We are aware of the recently disclosed vulnerability CVE-2025-55182 — widely known as “React2Shell” — which affects certain versions of React Server Components (RSC) and frameworks built on top of it (e.g. Next.js).

After a full review of our development and production environments, our dependency inventory, and build pipelines, we confirm that none of our services or infrastructure rely on the vulnerable React/Next.js versions or affected packages. As a result, there are no indicators of vulnerability, exploitation, or exposure related to CVE-2025-55182 in our environment.

We maintain continuous monitoring of public disclosures, open-source dependencies, and supply-chain risks. We also enforce strict software-dependency and version management policies. As the situation evolves, we remain ready to respond, and will update this page should our assessment change.

For further questions or concerns, please reach out to security@orca.security.

We are aware of the recently reported Gainsight security incident that may have exposed data through compromised Salesforce integrations. Our Security and Engineering teams promptly assessed our environment and confirm that Orca Security is not impacted.

Orca does not use Gainsight or any affected integrations in our systems. Our review found no exposure or unauthorized access related to this incident and we will continue to maintain strict vendor-risk oversight and active monitoring across our ecosystem.

We will keep tracking developments in this case and provide further updates if anything changes. For any questions, please contact security@orca.security.

We’re aware of the renewed Shai-Hulud npm supply chain attacks impacting open-source ecosystems. After a full review, we confirm that Orca Security is not affected — none of our systems or dependencies use the compromised packages. Our teams continue to actively monitor for related threats to ensure ongoing protection for our customers.

We are aware of the recently disclosed Shai Hulud supply chain malware campaign targeting software vendors and their customers. After a thorough review by our Security and Engineering teams, we can confirm that Orca Security is not impacted.

• No Exposure: Orca Security does not use the affected components or software packages identified in this campaign.
• Continuous Monitoring: Our threat intelligence and security monitoring controls actively track developments in supply chain and third-party risks.
• Customer Safety: No action is required from our customers in response to this event.

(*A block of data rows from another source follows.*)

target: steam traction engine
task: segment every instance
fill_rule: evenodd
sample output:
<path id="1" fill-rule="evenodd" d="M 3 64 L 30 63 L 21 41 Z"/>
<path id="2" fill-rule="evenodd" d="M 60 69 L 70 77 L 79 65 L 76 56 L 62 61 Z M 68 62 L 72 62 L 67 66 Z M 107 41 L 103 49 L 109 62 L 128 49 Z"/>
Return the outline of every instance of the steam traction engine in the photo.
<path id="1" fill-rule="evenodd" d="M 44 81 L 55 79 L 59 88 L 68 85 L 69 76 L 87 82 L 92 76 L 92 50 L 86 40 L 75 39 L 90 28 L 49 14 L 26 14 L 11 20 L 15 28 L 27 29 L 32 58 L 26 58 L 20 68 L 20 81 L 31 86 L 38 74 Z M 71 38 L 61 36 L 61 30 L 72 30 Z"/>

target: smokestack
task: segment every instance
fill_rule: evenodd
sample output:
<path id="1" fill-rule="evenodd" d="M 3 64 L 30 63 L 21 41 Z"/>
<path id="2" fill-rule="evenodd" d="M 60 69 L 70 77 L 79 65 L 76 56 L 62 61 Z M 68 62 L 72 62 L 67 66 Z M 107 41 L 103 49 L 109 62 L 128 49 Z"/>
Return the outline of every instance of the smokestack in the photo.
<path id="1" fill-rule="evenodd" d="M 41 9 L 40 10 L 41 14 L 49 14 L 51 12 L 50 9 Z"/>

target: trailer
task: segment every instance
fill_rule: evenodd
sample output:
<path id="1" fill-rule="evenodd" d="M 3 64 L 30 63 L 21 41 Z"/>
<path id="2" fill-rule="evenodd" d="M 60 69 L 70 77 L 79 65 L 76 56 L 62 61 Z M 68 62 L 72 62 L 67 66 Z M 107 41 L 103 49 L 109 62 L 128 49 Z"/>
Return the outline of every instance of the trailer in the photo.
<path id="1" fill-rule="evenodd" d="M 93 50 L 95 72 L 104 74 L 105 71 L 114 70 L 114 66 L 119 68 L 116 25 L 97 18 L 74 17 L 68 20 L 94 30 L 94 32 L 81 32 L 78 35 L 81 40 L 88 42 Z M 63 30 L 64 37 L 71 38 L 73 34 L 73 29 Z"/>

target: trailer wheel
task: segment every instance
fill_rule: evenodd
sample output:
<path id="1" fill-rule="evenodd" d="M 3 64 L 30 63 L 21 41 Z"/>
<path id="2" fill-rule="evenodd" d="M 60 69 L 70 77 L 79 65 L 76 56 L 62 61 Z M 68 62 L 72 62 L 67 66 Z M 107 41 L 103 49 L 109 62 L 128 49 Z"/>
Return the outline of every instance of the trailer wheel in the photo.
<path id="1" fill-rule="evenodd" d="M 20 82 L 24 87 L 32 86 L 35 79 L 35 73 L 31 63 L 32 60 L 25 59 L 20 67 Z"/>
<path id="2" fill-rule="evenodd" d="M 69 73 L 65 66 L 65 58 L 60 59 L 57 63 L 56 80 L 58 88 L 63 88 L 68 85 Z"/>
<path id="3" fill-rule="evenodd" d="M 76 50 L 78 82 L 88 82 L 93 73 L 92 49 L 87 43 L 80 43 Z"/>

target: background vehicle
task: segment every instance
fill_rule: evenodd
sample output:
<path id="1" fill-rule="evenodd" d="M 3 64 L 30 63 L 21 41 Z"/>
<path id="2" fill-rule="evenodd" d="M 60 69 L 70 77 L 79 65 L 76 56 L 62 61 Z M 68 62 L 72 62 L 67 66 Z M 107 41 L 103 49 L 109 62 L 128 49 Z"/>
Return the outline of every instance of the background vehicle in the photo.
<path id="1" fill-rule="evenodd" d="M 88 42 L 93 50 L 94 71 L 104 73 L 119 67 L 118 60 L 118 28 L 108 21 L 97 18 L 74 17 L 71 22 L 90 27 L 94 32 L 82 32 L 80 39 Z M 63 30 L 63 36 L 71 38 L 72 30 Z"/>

We will continue to monitor the situation closely and provide updates if new, relevant information emerges.
If you have further questions, please contact us at security@orca.security

We can confirm that Orca Security is not directly affected by this incident. Though while Orca is engaged with Salesloft, we do not use the Salesdrift service, but some of our vendors are. Orca is currently investigating whether any of our subprocessors have been affected. As a precautionary measure, we will perform necessary actions (such as key rotations, integrations review, etc) to mitigate any potential risks we uncover.

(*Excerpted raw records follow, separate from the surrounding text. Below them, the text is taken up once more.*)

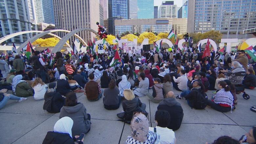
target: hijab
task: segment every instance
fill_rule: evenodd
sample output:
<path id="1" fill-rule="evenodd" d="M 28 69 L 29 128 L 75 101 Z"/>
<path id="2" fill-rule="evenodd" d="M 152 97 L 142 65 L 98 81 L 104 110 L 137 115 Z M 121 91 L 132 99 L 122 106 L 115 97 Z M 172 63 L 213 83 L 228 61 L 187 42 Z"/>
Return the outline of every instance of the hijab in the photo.
<path id="1" fill-rule="evenodd" d="M 71 118 L 65 116 L 58 120 L 55 123 L 53 128 L 53 132 L 63 134 L 68 134 L 72 138 L 72 127 L 73 126 L 73 120 Z"/>

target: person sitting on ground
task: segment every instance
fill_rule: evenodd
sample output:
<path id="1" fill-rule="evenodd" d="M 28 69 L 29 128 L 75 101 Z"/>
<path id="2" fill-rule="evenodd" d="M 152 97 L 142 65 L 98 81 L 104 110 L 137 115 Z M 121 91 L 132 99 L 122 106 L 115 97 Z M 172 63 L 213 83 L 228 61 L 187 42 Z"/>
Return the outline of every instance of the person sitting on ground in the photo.
<path id="1" fill-rule="evenodd" d="M 69 75 L 68 76 L 68 83 L 70 89 L 75 93 L 83 93 L 83 87 L 79 86 L 76 81 L 73 80 L 73 76 L 72 75 Z"/>
<path id="2" fill-rule="evenodd" d="M 149 124 L 146 116 L 138 113 L 133 115 L 131 123 L 131 136 L 129 136 L 125 144 L 160 143 L 160 135 L 149 131 Z"/>
<path id="3" fill-rule="evenodd" d="M 169 74 L 166 74 L 163 77 L 163 90 L 164 92 L 163 97 L 165 98 L 166 97 L 166 94 L 168 92 L 172 91 L 173 90 L 172 79 Z"/>
<path id="4" fill-rule="evenodd" d="M 0 110 L 4 107 L 9 99 L 16 100 L 18 102 L 21 102 L 27 100 L 27 98 L 18 97 L 9 93 L 7 93 L 7 89 L 2 89 L 0 90 Z"/>
<path id="5" fill-rule="evenodd" d="M 59 76 L 59 80 L 57 81 L 56 91 L 62 95 L 65 95 L 71 90 L 68 82 L 66 79 L 66 76 L 64 74 L 61 74 Z"/>
<path id="6" fill-rule="evenodd" d="M 112 110 L 119 108 L 122 97 L 119 93 L 119 90 L 116 87 L 116 81 L 112 79 L 109 83 L 108 88 L 103 93 L 103 104 L 105 109 Z"/>
<path id="7" fill-rule="evenodd" d="M 175 134 L 172 130 L 167 127 L 171 120 L 171 116 L 166 111 L 158 110 L 155 115 L 155 121 L 157 125 L 155 128 L 150 127 L 149 131 L 157 133 L 160 135 L 160 143 L 174 144 Z"/>
<path id="8" fill-rule="evenodd" d="M 252 90 L 256 87 L 256 76 L 253 73 L 253 70 L 248 69 L 247 75 L 243 82 L 245 89 Z"/>
<path id="9" fill-rule="evenodd" d="M 103 71 L 102 74 L 100 78 L 100 86 L 102 88 L 108 88 L 110 81 L 110 78 L 108 75 L 108 72 L 106 71 Z"/>
<path id="10" fill-rule="evenodd" d="M 141 103 L 138 97 L 135 97 L 133 92 L 130 89 L 125 90 L 123 93 L 125 98 L 122 104 L 124 112 L 117 114 L 117 116 L 124 122 L 130 123 L 134 113 L 147 113 L 145 110 L 146 104 Z"/>
<path id="11" fill-rule="evenodd" d="M 60 109 L 65 104 L 65 98 L 59 93 L 55 90 L 56 83 L 52 82 L 49 84 L 49 89 L 44 94 L 45 104 L 44 108 L 47 107 L 46 103 L 49 99 L 51 99 L 50 107 L 45 108 L 46 111 L 50 113 L 59 113 Z"/>
<path id="12" fill-rule="evenodd" d="M 84 87 L 84 95 L 86 95 L 89 101 L 96 101 L 102 96 L 103 90 L 100 88 L 99 84 L 94 81 L 94 74 L 89 75 L 90 81 L 86 83 Z"/>
<path id="13" fill-rule="evenodd" d="M 77 73 L 74 75 L 73 79 L 76 81 L 79 86 L 82 87 L 82 88 L 83 88 L 88 81 L 86 80 L 84 76 L 81 75 L 81 72 L 82 71 L 81 70 L 77 70 Z"/>
<path id="14" fill-rule="evenodd" d="M 163 84 L 161 83 L 160 78 L 158 78 L 154 79 L 154 84 L 155 85 L 152 87 L 153 94 L 147 93 L 146 95 L 153 103 L 159 103 L 163 99 Z"/>
<path id="15" fill-rule="evenodd" d="M 26 81 L 22 80 L 21 74 L 16 75 L 12 79 L 12 91 L 15 95 L 27 97 L 34 95 L 34 90 Z"/>
<path id="16" fill-rule="evenodd" d="M 167 93 L 167 97 L 161 101 L 157 107 L 157 110 L 167 111 L 171 115 L 170 123 L 167 126 L 169 129 L 176 131 L 180 128 L 183 119 L 183 110 L 181 104 L 175 99 L 174 93 L 170 91 Z"/>
<path id="17" fill-rule="evenodd" d="M 148 92 L 149 81 L 143 72 L 139 74 L 138 79 L 139 81 L 139 88 L 134 90 L 133 93 L 135 95 L 139 97 L 146 96 L 146 93 Z"/>
<path id="18" fill-rule="evenodd" d="M 214 110 L 225 113 L 232 110 L 233 105 L 233 96 L 230 92 L 230 87 L 224 81 L 219 82 L 220 90 L 216 93 L 213 99 L 208 100 L 208 105 Z"/>
<path id="19" fill-rule="evenodd" d="M 35 79 L 32 87 L 35 93 L 34 94 L 35 100 L 43 100 L 44 99 L 44 94 L 47 90 L 47 85 L 43 82 L 42 79 L 37 78 Z"/>
<path id="20" fill-rule="evenodd" d="M 181 91 L 183 90 L 186 90 L 187 88 L 187 78 L 185 75 L 185 72 L 184 70 L 181 71 L 181 76 L 177 79 L 174 76 L 173 80 L 174 82 L 173 83 L 173 87 L 178 91 Z"/>
<path id="21" fill-rule="evenodd" d="M 60 109 L 59 117 L 68 116 L 73 120 L 72 136 L 86 134 L 91 129 L 91 115 L 86 113 L 83 104 L 78 103 L 75 93 L 71 92 L 66 95 L 66 103 Z"/>
<path id="22" fill-rule="evenodd" d="M 43 141 L 42 144 L 52 143 L 65 144 L 83 144 L 84 138 L 76 141 L 76 138 L 79 137 L 80 134 L 72 137 L 72 129 L 73 121 L 71 118 L 65 116 L 59 119 L 55 123 L 53 132 L 48 132 Z M 74 140 L 75 140 L 75 141 Z M 75 142 L 76 142 L 75 143 Z"/>

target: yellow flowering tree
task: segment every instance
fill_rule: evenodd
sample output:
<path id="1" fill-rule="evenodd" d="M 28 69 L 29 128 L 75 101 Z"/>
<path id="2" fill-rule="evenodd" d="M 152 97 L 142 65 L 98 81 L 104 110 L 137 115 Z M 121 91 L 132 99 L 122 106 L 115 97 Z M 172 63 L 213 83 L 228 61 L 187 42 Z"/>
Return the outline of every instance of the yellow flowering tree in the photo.
<path id="1" fill-rule="evenodd" d="M 131 42 L 133 41 L 133 39 L 135 38 L 138 39 L 138 37 L 133 34 L 131 34 L 130 33 L 126 34 L 121 38 L 121 39 L 127 39 L 128 40 L 128 41 L 130 41 Z"/>
<path id="2" fill-rule="evenodd" d="M 153 42 L 156 41 L 157 36 L 153 32 L 143 32 L 139 35 L 138 39 L 138 43 L 141 44 L 143 40 L 145 38 L 148 39 L 148 43 L 149 44 L 153 44 Z"/>

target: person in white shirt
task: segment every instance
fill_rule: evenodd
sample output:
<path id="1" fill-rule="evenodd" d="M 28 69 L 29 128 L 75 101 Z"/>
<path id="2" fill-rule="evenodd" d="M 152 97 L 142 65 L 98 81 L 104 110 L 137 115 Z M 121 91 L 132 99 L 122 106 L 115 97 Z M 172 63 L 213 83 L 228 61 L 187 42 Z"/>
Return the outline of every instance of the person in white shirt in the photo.
<path id="1" fill-rule="evenodd" d="M 149 131 L 157 133 L 160 135 L 160 144 L 176 143 L 174 132 L 167 127 L 170 119 L 170 114 L 167 111 L 157 111 L 155 116 L 155 121 L 157 126 L 155 128 L 149 128 Z"/>

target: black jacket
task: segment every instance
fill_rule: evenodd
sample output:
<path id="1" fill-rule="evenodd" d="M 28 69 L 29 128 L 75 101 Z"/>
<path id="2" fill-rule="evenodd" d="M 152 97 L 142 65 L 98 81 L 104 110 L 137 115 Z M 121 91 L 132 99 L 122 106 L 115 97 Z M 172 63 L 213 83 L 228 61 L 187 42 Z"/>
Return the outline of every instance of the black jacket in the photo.
<path id="1" fill-rule="evenodd" d="M 180 128 L 183 119 L 183 110 L 181 104 L 174 98 L 167 97 L 161 101 L 157 110 L 166 111 L 171 116 L 170 124 L 167 127 L 168 129 L 175 131 Z"/>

Protecting our customers' data is a fundamental responsibility that we take very seriously. We appreciate your trust and want to assure you of our ongoing commitment to safeguarding your information. For further inquiries, please contact our security team at compliance@orca.security or reach out to your account representative.

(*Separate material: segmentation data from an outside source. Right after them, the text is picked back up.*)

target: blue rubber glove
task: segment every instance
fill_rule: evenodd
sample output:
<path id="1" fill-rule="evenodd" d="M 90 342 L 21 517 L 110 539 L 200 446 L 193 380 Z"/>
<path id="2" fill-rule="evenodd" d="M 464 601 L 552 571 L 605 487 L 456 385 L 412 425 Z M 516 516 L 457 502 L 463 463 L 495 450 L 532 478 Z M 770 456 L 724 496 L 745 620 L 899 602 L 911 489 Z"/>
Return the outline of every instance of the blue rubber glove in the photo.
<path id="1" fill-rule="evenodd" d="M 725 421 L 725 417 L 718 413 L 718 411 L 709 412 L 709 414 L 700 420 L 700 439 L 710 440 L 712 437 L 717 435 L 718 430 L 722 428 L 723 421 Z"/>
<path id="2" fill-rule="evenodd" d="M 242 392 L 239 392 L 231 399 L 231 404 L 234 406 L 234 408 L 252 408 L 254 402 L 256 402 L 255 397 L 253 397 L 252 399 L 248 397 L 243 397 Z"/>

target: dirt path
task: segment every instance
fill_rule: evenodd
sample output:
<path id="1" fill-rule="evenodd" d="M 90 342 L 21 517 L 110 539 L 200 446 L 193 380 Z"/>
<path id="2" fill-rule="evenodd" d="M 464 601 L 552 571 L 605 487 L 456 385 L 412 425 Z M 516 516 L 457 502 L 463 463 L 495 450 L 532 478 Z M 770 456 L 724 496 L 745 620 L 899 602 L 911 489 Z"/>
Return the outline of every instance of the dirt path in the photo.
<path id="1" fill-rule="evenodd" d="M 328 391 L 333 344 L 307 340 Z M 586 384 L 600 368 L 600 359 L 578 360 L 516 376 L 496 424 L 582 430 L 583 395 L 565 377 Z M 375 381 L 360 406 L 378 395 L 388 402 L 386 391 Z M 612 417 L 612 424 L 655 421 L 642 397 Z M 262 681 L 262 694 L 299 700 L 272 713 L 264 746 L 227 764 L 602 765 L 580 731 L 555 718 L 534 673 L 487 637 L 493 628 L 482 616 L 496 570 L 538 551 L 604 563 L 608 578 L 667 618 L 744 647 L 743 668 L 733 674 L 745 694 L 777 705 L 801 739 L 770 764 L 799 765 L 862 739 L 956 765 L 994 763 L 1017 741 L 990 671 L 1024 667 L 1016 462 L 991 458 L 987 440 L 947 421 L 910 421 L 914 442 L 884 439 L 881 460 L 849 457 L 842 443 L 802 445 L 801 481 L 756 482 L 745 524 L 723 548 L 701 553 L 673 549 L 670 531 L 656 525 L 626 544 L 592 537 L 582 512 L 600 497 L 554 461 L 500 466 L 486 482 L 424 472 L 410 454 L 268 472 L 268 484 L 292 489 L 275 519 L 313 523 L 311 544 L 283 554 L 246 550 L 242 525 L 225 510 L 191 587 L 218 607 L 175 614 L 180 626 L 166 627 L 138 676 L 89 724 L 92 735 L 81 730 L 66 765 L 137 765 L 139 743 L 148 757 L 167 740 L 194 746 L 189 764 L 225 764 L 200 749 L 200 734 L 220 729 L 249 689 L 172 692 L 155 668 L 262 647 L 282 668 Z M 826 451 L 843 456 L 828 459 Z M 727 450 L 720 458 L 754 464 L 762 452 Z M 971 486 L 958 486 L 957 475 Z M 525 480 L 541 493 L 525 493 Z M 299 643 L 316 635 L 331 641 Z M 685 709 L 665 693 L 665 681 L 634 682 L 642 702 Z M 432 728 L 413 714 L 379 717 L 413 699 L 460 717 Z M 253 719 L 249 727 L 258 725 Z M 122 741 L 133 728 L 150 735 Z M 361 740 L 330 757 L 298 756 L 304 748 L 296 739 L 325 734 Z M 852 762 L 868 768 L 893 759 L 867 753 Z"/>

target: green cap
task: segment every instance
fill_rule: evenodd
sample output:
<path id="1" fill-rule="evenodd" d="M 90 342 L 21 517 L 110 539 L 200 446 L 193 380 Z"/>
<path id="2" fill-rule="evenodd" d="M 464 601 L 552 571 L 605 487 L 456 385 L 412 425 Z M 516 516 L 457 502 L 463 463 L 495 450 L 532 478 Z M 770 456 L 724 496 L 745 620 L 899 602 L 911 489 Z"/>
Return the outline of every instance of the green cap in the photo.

A critical remote code execution (RCE) vulnerability, CVE-2025-53770, has been identified in on-premises Microsoft SharePoint Servers, allowing unauthenticated attackers to gain control of affected systems.

Orca Security is not affected by this vulnerability. We do not use Microsoft SharePoint in any of our corporate or production environments. Our cloud-native platform and corporate systems are secure and not exposed to the risks associated with this or related SharePoint vulnerabilities (CVE-2025-53771, CVE-2025-49704, CVE-2025-49706). We continue to monitor the threat landscape to ensure the security of our systems.